Кузьма от цинги чудом спасся. Пил мочу свою, как научили его фартовые, пережившие на Колыме не одну ходку. Они помогли ему дожить до воли. «А для чего? Кому я в радость? Ведь ни кола, ни двора! Никто не ждет! Зачем я выживаю?» — не раз давался диву Огрызок.
— Вот и теперь… Стопорилу кто-то грохнул. А уж как мечтал об Одессе, — подскочил Огрызок, услышав какую-то возню за землянкой. Кузьма держал дверь на крючке и выглянул в оконце. В кромешной темноте увидел сверкнувшие глаза волка. Тот, почувствовав близость человека, отскочил от землянки. Ждал или караулил кого-то в глухой ночи…

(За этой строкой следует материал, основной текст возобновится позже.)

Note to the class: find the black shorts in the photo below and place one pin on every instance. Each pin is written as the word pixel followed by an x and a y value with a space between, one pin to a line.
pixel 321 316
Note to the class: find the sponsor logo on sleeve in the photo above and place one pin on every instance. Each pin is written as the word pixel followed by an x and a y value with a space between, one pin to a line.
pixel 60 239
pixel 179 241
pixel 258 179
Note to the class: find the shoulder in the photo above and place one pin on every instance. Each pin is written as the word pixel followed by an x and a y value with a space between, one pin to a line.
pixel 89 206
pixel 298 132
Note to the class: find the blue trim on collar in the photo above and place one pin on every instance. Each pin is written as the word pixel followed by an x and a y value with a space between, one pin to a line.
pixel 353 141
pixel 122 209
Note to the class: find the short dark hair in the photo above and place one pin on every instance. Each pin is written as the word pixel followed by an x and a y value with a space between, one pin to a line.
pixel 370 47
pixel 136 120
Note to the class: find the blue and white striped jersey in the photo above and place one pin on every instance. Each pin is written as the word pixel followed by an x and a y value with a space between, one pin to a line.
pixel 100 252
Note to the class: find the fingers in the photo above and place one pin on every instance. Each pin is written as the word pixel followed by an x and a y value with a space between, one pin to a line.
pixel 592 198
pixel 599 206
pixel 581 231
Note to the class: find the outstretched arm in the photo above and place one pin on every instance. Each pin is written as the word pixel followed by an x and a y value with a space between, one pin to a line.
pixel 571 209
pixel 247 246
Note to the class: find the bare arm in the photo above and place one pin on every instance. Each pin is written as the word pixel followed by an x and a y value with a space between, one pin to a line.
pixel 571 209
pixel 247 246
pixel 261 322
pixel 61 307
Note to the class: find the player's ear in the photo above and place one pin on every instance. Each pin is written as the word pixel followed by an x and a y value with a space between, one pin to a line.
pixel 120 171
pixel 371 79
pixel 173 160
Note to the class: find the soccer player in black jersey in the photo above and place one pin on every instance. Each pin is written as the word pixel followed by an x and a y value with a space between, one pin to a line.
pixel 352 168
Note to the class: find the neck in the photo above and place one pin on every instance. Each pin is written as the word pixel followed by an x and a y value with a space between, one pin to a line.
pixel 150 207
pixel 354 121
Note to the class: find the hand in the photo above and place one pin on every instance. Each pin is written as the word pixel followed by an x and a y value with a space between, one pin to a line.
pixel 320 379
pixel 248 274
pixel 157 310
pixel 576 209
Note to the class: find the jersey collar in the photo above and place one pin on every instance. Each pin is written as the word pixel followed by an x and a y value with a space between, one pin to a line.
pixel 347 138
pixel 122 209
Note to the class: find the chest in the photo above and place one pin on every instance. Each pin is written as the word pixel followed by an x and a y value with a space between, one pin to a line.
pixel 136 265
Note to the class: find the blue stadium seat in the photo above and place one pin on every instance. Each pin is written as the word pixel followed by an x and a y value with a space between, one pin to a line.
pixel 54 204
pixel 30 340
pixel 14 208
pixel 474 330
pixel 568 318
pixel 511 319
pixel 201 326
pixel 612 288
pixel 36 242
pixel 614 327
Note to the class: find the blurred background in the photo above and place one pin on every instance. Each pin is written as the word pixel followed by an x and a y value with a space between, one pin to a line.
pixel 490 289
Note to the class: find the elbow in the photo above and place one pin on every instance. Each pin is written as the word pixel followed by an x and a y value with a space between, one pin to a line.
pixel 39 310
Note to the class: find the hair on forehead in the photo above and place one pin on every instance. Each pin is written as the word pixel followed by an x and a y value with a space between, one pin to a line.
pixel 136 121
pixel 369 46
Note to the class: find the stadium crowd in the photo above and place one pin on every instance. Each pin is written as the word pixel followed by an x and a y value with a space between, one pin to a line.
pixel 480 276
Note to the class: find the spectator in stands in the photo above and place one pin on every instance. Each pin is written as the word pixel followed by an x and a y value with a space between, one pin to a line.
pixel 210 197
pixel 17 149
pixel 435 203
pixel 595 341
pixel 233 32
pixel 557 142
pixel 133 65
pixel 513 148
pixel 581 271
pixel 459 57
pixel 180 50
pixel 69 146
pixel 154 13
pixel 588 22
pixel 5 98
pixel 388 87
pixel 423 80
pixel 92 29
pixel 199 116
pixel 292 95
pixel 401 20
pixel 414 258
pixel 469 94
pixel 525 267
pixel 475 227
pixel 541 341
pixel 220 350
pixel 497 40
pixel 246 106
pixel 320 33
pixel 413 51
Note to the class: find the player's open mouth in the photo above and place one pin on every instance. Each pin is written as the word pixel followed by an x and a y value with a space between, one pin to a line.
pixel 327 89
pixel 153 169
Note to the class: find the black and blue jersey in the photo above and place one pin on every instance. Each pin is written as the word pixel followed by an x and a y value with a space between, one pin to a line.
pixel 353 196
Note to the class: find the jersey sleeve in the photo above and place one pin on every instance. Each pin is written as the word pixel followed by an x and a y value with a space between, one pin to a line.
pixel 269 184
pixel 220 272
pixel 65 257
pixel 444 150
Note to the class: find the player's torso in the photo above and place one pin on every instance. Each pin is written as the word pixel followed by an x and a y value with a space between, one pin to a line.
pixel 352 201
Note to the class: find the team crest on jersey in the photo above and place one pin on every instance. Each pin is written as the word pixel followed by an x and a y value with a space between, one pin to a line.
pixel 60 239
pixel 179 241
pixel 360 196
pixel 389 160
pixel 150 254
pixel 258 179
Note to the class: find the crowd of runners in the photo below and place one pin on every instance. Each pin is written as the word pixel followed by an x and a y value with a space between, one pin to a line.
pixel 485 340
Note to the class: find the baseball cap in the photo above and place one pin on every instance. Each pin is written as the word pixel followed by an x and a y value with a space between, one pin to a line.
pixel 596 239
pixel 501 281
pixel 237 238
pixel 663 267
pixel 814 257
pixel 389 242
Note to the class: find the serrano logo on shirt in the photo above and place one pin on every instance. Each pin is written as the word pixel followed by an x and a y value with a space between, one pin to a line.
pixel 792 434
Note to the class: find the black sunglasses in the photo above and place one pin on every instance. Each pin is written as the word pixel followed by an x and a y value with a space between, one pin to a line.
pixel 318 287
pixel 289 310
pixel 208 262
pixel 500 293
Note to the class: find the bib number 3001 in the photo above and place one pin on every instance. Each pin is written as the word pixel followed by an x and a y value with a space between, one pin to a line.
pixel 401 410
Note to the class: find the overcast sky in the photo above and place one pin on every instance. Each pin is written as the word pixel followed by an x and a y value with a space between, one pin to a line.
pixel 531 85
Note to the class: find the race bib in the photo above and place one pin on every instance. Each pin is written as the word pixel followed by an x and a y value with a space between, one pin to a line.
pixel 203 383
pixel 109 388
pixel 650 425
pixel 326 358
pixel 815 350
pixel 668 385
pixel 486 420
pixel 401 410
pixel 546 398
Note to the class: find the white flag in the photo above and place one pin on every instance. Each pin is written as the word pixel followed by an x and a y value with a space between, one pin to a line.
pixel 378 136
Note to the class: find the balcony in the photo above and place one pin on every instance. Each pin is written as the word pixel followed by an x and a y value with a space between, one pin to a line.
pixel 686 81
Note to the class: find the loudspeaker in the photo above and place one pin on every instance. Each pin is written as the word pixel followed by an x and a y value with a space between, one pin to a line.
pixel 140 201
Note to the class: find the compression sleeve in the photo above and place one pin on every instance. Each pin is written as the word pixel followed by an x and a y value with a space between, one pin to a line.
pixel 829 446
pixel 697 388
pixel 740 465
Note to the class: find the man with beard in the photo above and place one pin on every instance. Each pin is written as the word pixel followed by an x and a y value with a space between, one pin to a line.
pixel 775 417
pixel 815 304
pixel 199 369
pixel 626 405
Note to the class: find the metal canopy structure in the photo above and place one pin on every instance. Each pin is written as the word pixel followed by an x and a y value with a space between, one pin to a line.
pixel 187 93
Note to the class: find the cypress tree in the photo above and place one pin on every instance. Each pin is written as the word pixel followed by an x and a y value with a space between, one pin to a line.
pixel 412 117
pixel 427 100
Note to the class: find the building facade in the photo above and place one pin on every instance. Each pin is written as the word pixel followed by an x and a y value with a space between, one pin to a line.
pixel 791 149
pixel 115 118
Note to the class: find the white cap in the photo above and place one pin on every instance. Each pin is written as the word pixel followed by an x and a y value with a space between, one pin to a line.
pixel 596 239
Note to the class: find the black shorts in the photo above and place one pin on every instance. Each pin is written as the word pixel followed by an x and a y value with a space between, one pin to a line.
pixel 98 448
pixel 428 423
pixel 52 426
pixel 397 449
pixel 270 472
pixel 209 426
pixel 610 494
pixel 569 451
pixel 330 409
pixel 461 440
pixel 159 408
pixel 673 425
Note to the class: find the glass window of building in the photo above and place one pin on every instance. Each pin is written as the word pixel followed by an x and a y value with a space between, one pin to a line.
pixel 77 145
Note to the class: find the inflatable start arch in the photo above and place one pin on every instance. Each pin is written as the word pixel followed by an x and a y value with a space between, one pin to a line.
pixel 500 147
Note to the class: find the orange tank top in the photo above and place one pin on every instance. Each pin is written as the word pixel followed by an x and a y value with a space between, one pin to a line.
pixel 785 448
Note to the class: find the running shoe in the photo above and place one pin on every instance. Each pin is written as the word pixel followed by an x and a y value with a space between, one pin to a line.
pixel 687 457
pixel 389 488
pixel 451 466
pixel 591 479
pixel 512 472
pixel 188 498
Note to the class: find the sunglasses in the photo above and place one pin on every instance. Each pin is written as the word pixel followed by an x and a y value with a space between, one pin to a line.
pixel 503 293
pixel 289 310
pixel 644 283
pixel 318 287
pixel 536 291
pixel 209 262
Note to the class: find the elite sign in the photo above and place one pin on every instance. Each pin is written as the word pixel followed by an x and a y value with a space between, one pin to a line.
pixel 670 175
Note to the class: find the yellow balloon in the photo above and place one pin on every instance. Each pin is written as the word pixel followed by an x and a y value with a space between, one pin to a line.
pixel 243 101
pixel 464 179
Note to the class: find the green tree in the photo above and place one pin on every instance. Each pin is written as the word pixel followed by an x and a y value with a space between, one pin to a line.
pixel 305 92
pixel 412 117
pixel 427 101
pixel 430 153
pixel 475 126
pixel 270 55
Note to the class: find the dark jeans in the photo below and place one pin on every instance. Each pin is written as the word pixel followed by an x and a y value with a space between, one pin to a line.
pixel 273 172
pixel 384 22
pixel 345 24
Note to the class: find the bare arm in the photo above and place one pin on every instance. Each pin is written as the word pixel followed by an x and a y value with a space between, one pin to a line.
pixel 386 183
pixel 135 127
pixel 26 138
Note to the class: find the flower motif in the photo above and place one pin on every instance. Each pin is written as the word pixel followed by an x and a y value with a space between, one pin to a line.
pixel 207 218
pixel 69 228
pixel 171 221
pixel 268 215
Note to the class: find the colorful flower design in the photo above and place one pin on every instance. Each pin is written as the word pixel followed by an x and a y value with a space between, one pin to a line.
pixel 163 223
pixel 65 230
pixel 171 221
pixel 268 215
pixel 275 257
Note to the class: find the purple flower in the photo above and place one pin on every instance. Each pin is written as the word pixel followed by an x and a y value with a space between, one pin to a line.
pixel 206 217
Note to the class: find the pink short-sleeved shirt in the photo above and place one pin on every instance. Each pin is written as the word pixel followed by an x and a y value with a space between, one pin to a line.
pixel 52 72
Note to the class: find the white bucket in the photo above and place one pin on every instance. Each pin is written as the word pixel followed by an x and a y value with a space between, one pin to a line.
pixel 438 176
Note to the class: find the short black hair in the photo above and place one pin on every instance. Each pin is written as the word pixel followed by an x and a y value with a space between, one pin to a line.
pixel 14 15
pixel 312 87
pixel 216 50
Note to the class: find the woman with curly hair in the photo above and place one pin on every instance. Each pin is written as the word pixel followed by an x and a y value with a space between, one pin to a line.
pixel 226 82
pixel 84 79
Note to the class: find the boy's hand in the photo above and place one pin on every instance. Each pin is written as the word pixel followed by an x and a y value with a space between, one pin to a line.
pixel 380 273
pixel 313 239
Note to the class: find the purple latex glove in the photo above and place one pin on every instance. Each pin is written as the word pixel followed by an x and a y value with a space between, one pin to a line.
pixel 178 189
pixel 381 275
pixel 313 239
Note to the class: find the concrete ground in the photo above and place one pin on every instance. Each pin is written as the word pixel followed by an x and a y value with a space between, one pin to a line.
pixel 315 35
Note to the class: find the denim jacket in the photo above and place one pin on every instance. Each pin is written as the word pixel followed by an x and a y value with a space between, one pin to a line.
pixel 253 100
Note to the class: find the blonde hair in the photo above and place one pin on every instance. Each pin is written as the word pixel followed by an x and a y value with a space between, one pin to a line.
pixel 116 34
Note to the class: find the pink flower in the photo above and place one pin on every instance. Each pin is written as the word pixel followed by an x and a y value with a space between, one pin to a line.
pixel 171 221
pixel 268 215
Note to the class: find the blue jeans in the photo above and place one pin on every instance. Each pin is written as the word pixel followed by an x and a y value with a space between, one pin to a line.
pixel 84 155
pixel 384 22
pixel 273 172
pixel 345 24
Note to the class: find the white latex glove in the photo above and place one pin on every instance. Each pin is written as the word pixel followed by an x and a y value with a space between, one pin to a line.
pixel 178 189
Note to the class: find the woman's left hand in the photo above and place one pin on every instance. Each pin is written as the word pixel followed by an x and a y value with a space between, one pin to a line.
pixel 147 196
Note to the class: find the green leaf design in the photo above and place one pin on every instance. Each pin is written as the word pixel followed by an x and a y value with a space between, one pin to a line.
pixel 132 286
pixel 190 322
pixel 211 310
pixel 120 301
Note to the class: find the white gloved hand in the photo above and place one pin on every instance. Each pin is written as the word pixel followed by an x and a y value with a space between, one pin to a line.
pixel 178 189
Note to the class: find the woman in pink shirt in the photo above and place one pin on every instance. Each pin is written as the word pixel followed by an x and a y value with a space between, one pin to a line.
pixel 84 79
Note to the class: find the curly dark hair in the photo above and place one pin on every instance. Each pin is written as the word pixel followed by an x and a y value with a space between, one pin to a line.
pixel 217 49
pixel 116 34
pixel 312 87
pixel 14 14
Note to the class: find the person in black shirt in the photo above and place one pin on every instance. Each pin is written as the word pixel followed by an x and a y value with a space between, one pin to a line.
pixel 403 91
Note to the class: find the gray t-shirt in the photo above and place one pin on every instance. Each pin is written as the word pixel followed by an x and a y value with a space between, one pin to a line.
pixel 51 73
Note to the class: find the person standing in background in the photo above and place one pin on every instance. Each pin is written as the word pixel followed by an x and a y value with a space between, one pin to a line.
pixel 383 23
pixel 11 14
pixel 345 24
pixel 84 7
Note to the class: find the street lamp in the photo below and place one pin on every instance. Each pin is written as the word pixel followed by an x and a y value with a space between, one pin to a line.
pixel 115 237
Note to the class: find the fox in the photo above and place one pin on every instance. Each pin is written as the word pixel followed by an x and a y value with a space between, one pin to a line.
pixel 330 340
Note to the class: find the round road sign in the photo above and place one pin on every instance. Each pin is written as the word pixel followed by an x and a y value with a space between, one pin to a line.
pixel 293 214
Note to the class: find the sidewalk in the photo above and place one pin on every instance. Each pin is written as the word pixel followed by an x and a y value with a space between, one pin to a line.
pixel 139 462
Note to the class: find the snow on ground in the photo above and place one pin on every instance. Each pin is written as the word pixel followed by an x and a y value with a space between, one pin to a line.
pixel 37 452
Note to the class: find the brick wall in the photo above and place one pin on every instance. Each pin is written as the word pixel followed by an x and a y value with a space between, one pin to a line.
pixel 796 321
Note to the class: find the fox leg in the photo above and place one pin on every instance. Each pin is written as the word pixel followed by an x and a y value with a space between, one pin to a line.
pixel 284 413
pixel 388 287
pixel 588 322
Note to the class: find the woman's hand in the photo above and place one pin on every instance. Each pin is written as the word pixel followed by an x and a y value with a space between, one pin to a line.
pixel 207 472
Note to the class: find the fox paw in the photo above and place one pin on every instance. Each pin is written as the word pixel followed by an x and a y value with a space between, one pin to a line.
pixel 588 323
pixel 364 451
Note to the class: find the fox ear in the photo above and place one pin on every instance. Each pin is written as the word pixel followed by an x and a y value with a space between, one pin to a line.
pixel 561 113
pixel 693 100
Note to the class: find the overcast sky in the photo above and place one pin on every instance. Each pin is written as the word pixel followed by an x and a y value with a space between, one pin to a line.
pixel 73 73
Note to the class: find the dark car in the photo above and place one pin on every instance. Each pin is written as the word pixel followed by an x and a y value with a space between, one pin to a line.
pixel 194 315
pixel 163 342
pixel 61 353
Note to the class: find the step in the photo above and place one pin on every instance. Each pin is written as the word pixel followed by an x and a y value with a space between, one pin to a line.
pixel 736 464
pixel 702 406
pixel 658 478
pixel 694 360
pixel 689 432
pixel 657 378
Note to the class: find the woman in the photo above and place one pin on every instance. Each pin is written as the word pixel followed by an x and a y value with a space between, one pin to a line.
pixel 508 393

Кузьма знал: волки обычно не подходят к человеческому жилью по осени, когда могут нагнать добычу. Лишь по жестоким холодам, доведенные до отчаянья голодом, стаи забывают об осторожности. Но и тогда не решаются объявляться столь явно. Обкладывают в кольцо лишь старого или больного человека или зверя, которому на земле мало осталось жить. Звери особо остро чувствуют запах близкой смерти и убирают слабого. «Видно, недолго дышать осталось, коль зверюги пасти начали», — дрогнул Кузьма сердцем и выглянул в оконце.